Then we went to the door letting in from the hall, and outside, where Oba explained the pine tree, bamboo poles tied along its hole, and the blooming plum shrub at the base of the tree. General Oba says: “This bamboo signifies that a man’s character must be upright, the tree signifies long life, for the pine grows to great age, and as the plum bush blooms early, coming to flower despite the cold of early spring, it stands for perseverance in the face of adversity.”

Japan is a land of beautiful symbols. These stands of triple symbols are shown before every home in Japan on New Year’s Day.

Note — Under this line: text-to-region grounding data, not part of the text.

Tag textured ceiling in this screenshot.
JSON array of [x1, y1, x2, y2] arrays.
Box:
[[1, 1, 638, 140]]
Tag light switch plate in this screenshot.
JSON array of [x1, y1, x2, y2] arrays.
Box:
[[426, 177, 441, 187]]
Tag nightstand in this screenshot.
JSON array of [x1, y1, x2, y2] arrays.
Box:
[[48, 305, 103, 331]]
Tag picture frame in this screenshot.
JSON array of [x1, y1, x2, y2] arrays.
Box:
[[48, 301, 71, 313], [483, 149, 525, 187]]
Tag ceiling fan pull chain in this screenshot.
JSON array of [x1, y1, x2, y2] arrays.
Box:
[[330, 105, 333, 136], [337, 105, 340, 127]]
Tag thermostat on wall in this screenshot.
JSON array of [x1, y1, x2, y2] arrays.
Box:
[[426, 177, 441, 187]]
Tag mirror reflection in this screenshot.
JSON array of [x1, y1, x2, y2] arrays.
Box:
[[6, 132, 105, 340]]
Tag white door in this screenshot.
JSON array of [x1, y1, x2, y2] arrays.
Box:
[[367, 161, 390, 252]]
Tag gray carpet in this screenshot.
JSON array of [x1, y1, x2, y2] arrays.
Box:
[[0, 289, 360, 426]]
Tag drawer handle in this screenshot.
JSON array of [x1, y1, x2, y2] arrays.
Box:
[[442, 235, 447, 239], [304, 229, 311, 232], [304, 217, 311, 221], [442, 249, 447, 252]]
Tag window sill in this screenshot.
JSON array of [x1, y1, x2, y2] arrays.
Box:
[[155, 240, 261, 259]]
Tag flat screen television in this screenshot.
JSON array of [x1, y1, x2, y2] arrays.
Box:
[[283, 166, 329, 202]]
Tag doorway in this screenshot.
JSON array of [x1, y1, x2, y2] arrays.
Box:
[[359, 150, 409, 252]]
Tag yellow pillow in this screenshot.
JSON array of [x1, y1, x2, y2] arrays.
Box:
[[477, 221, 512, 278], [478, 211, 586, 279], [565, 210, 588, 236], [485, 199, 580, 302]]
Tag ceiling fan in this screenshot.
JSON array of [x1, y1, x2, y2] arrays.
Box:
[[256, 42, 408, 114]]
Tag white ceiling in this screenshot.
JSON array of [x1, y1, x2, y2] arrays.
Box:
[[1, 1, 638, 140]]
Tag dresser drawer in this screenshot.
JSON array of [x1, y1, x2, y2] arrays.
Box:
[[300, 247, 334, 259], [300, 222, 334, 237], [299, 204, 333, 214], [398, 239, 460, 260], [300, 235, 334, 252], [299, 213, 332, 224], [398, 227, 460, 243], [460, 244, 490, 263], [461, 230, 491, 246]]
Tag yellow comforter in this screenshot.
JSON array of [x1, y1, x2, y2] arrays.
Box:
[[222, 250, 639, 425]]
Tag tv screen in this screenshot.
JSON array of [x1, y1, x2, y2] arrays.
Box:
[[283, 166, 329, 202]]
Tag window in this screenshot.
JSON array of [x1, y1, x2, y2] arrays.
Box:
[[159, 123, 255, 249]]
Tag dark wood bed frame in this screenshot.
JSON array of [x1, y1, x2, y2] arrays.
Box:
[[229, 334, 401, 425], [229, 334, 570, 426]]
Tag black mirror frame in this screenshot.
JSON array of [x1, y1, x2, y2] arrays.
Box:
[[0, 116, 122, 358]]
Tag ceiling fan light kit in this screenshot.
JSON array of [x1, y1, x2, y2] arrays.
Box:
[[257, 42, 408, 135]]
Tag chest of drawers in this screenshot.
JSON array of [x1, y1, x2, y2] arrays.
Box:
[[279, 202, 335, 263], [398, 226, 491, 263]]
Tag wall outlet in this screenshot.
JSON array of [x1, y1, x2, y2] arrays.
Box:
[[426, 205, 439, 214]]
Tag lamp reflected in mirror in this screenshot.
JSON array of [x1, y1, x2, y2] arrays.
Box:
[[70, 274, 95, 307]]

We return to the guest table, and I thank Oba for his kindness in explaining the various decorations. We have a thimble of saki, and bow. He turns to speak to a Cossack officer, and the smiling little Buddhist priest with the green stole comes to chat with me again. Once more the Russian doctor comes to tell me of his son in Yokohama and how well he speaks English. He drags me to a great Japanese map of Russia on the wall and shows me how close Japan is, and then with an all-embracing sweep of his hand, informs me that America is far away across the Pacific. I agree.

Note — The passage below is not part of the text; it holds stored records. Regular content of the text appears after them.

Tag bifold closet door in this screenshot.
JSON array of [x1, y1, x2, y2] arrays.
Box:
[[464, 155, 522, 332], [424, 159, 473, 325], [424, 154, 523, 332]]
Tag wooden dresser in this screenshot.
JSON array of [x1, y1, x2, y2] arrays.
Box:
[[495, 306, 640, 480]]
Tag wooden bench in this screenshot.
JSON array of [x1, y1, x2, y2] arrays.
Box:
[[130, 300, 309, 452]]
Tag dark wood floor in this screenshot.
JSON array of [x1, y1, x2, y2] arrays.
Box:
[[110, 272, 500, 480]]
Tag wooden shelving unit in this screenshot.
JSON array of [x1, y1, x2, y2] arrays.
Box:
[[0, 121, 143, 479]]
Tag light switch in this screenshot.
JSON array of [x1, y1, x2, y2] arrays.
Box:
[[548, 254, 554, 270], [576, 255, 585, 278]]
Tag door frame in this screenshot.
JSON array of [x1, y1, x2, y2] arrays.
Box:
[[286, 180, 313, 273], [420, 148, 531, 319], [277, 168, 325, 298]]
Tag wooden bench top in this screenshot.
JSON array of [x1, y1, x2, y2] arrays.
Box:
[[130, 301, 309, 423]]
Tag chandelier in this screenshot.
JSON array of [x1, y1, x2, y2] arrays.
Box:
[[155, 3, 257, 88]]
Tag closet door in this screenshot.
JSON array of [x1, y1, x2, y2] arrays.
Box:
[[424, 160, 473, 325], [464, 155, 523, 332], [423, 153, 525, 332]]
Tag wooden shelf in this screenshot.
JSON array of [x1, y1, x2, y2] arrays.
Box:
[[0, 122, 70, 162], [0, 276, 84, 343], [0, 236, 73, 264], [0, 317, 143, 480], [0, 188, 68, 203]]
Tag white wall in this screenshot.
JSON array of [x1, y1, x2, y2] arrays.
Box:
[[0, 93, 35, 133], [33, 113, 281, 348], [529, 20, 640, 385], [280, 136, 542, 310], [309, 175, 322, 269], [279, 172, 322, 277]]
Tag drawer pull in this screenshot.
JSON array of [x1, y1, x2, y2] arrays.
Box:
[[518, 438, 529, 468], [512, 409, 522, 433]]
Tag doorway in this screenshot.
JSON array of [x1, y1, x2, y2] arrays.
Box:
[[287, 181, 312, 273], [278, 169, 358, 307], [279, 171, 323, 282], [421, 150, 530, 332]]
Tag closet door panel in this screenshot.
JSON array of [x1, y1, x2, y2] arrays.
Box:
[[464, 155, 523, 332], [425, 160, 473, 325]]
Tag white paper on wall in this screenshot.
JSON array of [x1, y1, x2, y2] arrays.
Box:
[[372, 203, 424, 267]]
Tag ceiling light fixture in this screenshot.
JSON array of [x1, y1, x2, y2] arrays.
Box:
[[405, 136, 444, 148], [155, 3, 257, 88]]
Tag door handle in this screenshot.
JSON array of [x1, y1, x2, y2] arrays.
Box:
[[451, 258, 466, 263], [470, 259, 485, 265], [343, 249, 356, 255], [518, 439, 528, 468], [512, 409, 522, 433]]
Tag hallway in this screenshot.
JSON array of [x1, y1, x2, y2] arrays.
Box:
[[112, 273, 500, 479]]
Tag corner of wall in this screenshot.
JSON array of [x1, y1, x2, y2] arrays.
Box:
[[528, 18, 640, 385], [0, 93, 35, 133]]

A Japanese officer looks at the map, and comparing the size of Russia with the little island Empire of Japan, observes whimsically that Japan is very small. I tell him that greatness is not always measured by size, and wonder if in an effort to be polite to Japan I have not given Russia a left-handed compliment. But the Japanese bows and hisses, evidently well pleased.

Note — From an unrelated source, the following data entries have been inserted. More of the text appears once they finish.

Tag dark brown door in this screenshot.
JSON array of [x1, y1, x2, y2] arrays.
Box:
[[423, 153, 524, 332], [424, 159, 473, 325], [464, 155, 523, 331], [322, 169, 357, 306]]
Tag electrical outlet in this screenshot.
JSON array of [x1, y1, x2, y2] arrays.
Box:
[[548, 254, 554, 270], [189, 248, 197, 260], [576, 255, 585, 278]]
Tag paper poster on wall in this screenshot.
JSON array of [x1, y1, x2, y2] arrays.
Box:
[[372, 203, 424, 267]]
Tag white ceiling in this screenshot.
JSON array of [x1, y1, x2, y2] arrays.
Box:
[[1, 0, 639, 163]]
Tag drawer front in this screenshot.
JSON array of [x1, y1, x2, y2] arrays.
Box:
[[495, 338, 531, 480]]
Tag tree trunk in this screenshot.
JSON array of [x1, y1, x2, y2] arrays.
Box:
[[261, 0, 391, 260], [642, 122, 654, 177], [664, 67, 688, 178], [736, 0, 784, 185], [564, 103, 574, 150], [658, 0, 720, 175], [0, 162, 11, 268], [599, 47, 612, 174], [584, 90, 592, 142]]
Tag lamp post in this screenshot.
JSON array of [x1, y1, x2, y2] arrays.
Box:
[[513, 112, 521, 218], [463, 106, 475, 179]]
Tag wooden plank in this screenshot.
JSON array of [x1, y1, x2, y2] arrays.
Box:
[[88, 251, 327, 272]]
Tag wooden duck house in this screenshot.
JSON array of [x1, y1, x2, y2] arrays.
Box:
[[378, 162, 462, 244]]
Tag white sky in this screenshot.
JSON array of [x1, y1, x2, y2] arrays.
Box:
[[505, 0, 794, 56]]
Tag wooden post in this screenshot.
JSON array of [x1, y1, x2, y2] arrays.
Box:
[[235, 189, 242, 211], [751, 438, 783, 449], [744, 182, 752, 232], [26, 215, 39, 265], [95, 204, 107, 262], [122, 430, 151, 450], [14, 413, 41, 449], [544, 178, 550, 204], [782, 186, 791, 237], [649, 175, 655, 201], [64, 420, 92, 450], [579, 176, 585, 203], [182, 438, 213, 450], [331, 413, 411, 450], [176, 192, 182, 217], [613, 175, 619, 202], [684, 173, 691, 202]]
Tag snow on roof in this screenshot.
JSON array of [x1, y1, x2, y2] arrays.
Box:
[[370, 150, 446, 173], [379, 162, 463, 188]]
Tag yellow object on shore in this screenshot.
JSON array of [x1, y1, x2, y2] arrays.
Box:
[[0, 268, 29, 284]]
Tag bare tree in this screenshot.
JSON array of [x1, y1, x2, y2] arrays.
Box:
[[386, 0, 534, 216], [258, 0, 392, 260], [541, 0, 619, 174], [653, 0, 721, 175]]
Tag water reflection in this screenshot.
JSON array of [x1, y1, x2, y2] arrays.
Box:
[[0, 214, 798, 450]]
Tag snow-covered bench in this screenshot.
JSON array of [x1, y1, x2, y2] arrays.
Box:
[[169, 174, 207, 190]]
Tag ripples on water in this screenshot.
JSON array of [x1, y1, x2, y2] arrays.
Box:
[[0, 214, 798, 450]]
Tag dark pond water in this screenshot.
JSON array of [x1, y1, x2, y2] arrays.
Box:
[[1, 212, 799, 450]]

Cossack officers with great swinging sabers, more like scimitars than anything else, come and shake hands with me solemnly, and rattle their spurs. Once more the Buddhist priest takes me in tow and swears I must drink one more drop of saki with him if the cordial relations between Japan and the United States are to be preserved. We preserve the cordial relations between the two countries, and the thought of myself on a board recurs—I begin to fear that the Russian doctor across the table, now regarding me with serious mien, is about to dash around the table again and tell me once more about his son in Japan.

I decided that it is time to go, and spying Oba near the door, I work my way toward him, and when he is disengaged, come to attention with my loudest click. We bow and shake hands. I step backward four paces, about face, and find myself in the hall. Staff officers come forward in a rush and make a great ceremony of my coat and furs, and I go down the hall amid a perfect orgy of bows, while the bayonets of sentries in the long hall shoot upward at the present, to do me honor. I plunge out into the frigid air. East and West have met, and I like General Oba and his staff.

When I returned to my room, I got word that General Knox of the British Indian army was in his train at the station. I went down to call. His train had arrived from Vladivostok, and he was on his way to Omsk. I found a group of British officers in splendid first-class coaches, and palatial dining-car. They fairly hustled me into that dining-car, and on came the tea and jam and cakes.

Colonels, majors, and captains wearing service stripes which proclaimed the fact that they had been in the war a long time, sat round and talked. I noted many of the red chevrons which marked their wearers as members of the gallant old “Contemptibles.”

Britain never loses a chance to turn a slur into an honor, and every officer and man who was at the front or on the way over seas to fight for the motherland at the time that the Kaiser referred to England’s “contemptible little army” gets the red chevron on his sleeve which allows him to call himself a “contemptible.” Those are the little things on which a great nation is built.

These officers were as jolly and unassuming as a lot of school boys. I like the way in which the British can, at times, forget rank and put behind them the things they have done. They decline to take themselves seriously—yet they manage to make the rest of the world do so.